Hear my cry, O God, listen to my prayer; from the end of the earth I call to you when my heart is faint. Lead me to the rock that is higher than I, for you have been my refuge, a strong tower against the enemy. – Psalm 61:1-3
God will give you more than you can handle. Guaranteed.
I have heard many people say God will not give you more than you can handle and they often say it with good intentions – to try and comfort someone walking through difficulty or suffering. Maybe you have even said it. Let not your heart be troubled, I have said it many times myself.
But the truth is, God will give you more than you can handle.
There are things that come into our lives that we can’t handle – all kinds of suffering, pain, and darkness. I know people in my church who have lost a spouse or a young child. There are people who have been betrayed by a business partner, a close friend, or a spouse. Others who watch their babies born nearly three months too early or walk with their elderly parents as they come to the end. And hardly any of them ever saw it coming.
You really have no idea what tomorrow will hold.
As a pastor, I have a front row seat to see the suffering of people and hardly a week goes by (sometimes a day) without a phone call or an email or a note that doesn’t make me shake my head and weep. Early on in ministry I would try to bring comfort to people by telling them how God would not give them more then they could handle and that if they could "only be strong for a little while" everything would soon turn around.

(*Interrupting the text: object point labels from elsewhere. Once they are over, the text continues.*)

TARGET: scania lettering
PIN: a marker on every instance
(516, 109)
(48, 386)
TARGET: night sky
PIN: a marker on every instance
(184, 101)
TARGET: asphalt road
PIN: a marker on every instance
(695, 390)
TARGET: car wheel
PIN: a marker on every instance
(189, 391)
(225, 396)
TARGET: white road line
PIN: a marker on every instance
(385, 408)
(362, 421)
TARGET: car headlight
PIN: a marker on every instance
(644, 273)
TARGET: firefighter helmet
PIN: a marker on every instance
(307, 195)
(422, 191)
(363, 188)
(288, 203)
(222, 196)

These days I am able to balance two profound truths in my head at simultaneously: God will give you more than you can handle, but He will never give you more than He can handle.

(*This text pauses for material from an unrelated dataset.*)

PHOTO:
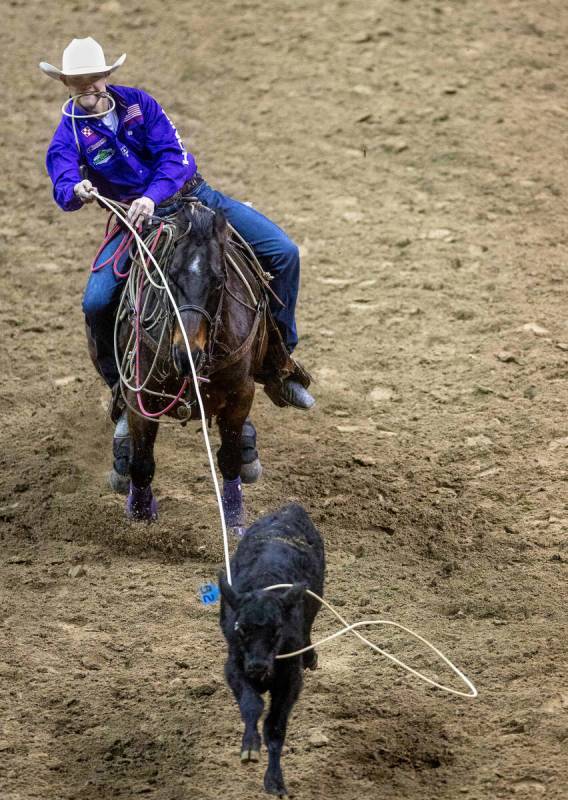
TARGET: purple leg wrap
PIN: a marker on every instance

These are the two statements that now drive my preaching and counseling.
God gives you more than you can handle so that you can realize you can’t handle it on your own! He gives it to you so that it would drive you to Him.

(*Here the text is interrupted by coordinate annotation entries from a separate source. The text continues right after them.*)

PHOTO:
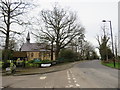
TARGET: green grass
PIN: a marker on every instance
(111, 64)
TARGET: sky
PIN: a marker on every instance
(90, 13)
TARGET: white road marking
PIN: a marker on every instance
(69, 81)
(70, 85)
(44, 77)
(75, 81)
(69, 78)
(74, 78)
(77, 85)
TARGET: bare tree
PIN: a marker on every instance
(10, 12)
(61, 27)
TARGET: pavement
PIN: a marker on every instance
(88, 74)
(33, 70)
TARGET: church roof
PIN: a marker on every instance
(34, 47)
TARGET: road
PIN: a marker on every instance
(88, 74)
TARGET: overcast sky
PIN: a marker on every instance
(90, 13)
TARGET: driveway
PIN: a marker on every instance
(87, 74)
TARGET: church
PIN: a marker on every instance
(34, 51)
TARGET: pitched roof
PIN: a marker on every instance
(34, 47)
(19, 54)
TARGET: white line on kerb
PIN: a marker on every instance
(44, 77)
(77, 85)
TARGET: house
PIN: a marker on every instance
(36, 50)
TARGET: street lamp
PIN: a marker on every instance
(111, 40)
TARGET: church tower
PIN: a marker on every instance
(28, 38)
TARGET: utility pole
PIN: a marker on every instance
(111, 40)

Give the Lord your lament. Give the Lord your pain. Give the Lord your tears.
David writes in Psalm 61 that his heart has grown faint. He is experiencing far more than he can handle psychologically, emotionally, and physically. Where does he go when he is at his end?
He goes higher.
He writes in Psalm 61:2b-3: “Lead me to the rock that is higher than I, for you have been my refuge, a strong tower against the enemy.”
There it is. That is where you go when everything is falling apart. The higher rock. The greater refuge. The stronger tower. God himself.
You will grow faint, you will tire, and you will get overwhelmed, but rest assured, God’s heart never grows faint. He never tires. He never gets overwhelmed. And with these beautiful assurances as our anchors in the storms, we can say to our faint hearts: “When all around my soul gives way, He then is all my hope and stay.”